Will President Obama be the first billion dollar man? Probably not.
In a web video released in the wee hours of Thursday morning, Jim Messina, who is managing President Obama’s re-election race, had a message for those speculating about how much the incumbent might raise in pursuit of a second term.
“The billion dollar number is completely untrue,” Messina said, addressing speculation that the Obama fundraising operation will break ten (!) figures in 2012. (Messina has previously referred to the idea of raising a billion dollars as “bullsh**”.)
But is that just spin aimed at dialing back expectations from Messina? Is a billion dollar fundraising effort still a possibility?
Let’s break down the numbers.
Obama raised $130 million in nine months of active cash collection in 2011. That puts him about $30 million ahead of the $103.5 million he raised as candidate Obama in a full year’s worth of active fundraising in 2007.
In 2008, Obama went on to raise another $665 million dollars — bringing his grand total to roughly $770 million raised for the two year election cycle.
Here’s a breakdown of how he did it by month in 2008:
While’s it is possible that Obama could replicate that sort of fundraising success between now and November, it’s going to be very tough. A quick bit of back-of-the-envelope math reveals that in the 10 months of active fundraising prior to the 2008 election, Obama averaged — yes, averaged — $66 million raised a month.
(So far in 2011, he hasn’t come anywhere close to that number; his best three months of fundraising — from April 1 through June 30 — brought in $46 million.)
Even if Obama could replicate his blistering 2008 pace, he would only raise in the neighborhood of $800 million for the 2012 election. (He began 2012 with $30 million more raised than he started with in 2008 .)
To raise the $870 million he needs to get to a billion, Obama would need to raise, roughly, $87 million a month, every month, between now and the end of October.

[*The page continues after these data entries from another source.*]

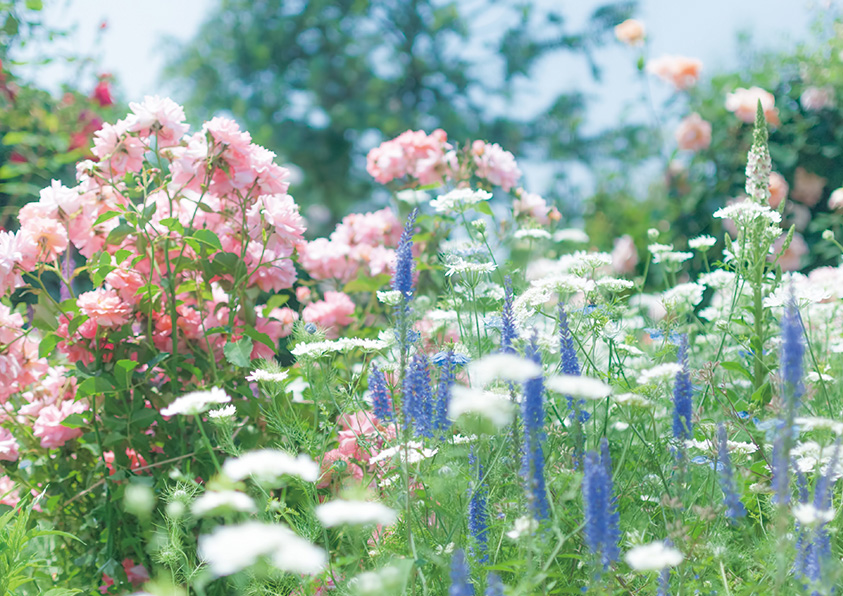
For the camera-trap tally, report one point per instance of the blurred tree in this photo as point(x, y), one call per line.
point(320, 82)
point(41, 136)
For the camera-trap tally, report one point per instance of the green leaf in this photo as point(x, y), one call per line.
point(74, 421)
point(123, 371)
point(106, 216)
point(276, 301)
point(239, 353)
point(209, 238)
point(367, 284)
point(94, 386)
point(116, 235)
point(48, 344)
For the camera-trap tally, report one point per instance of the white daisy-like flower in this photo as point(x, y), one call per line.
point(577, 386)
point(614, 284)
point(460, 266)
point(809, 423)
point(703, 242)
point(227, 412)
point(267, 376)
point(808, 515)
point(673, 256)
point(498, 409)
point(532, 234)
point(523, 526)
point(412, 453)
point(459, 199)
point(196, 402)
point(317, 349)
point(339, 512)
point(229, 549)
point(633, 399)
point(683, 296)
point(571, 235)
point(653, 557)
point(503, 367)
point(226, 500)
point(659, 373)
point(266, 466)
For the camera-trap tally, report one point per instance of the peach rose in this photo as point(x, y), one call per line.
point(630, 32)
point(693, 133)
point(744, 103)
point(682, 71)
point(807, 187)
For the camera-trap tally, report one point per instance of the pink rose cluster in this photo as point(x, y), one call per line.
point(421, 159)
point(361, 436)
point(331, 314)
point(361, 241)
point(412, 154)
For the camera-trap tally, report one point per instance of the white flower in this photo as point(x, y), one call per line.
point(391, 298)
point(672, 256)
point(504, 367)
point(577, 386)
point(265, 375)
point(653, 557)
point(229, 549)
point(702, 242)
point(683, 296)
point(523, 525)
point(196, 402)
point(497, 408)
point(317, 349)
point(659, 373)
point(461, 266)
point(809, 423)
point(267, 465)
point(412, 453)
point(459, 199)
point(340, 511)
point(230, 500)
point(808, 515)
point(614, 284)
point(571, 235)
point(533, 234)
point(633, 399)
point(747, 211)
point(226, 412)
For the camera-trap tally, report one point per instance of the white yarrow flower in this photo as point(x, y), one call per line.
point(268, 465)
point(226, 412)
point(577, 386)
point(340, 511)
point(267, 376)
point(229, 549)
point(503, 367)
point(653, 557)
point(196, 402)
point(498, 409)
point(659, 373)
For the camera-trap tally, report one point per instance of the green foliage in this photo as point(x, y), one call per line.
point(321, 82)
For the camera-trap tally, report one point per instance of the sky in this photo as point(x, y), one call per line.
point(129, 39)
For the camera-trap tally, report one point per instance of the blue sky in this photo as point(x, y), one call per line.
point(132, 46)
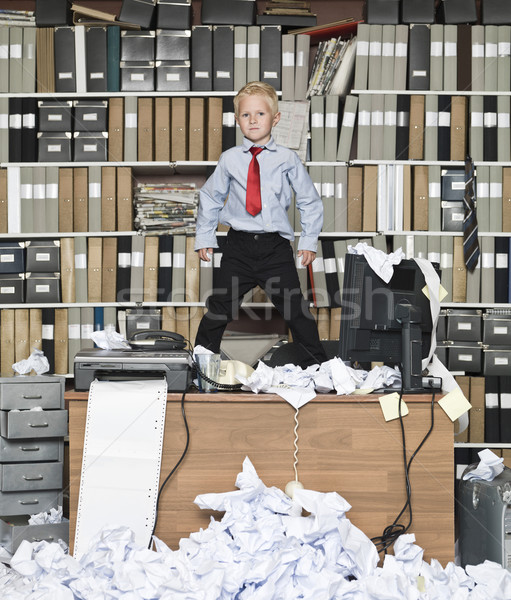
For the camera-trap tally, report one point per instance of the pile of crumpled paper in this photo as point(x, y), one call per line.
point(264, 548)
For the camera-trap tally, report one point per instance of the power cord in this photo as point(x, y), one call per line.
point(175, 467)
point(393, 531)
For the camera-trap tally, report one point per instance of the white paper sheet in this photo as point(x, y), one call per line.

Possible? Sure. Probable? No.
“There is no way President Obama will meet the billion dollar goal on his current pace,” said Jack Oliver, who served as national finance director for then Texas Gov. George W. Bush’s 2000 presidential bid.
Not reaching $1 billion, however, doesn’t mean Obama’s fundraising haul is unimpressive. (The Obama team has long bristled at the idea that raising ten figures is even a remote possibility.) His $130 million raised in 2011 is roughly equivalent to the $132.5 million Bush raised in 2003 and dwarfs the $56 million that former Massachusetts governor Mitt Romney, the Republican frontrunner, brought in over the past year.
Obama won’t win or lose his race for a second term due to dearth of campaign cash. But a billion dollar man he (almost certainly) won’t be.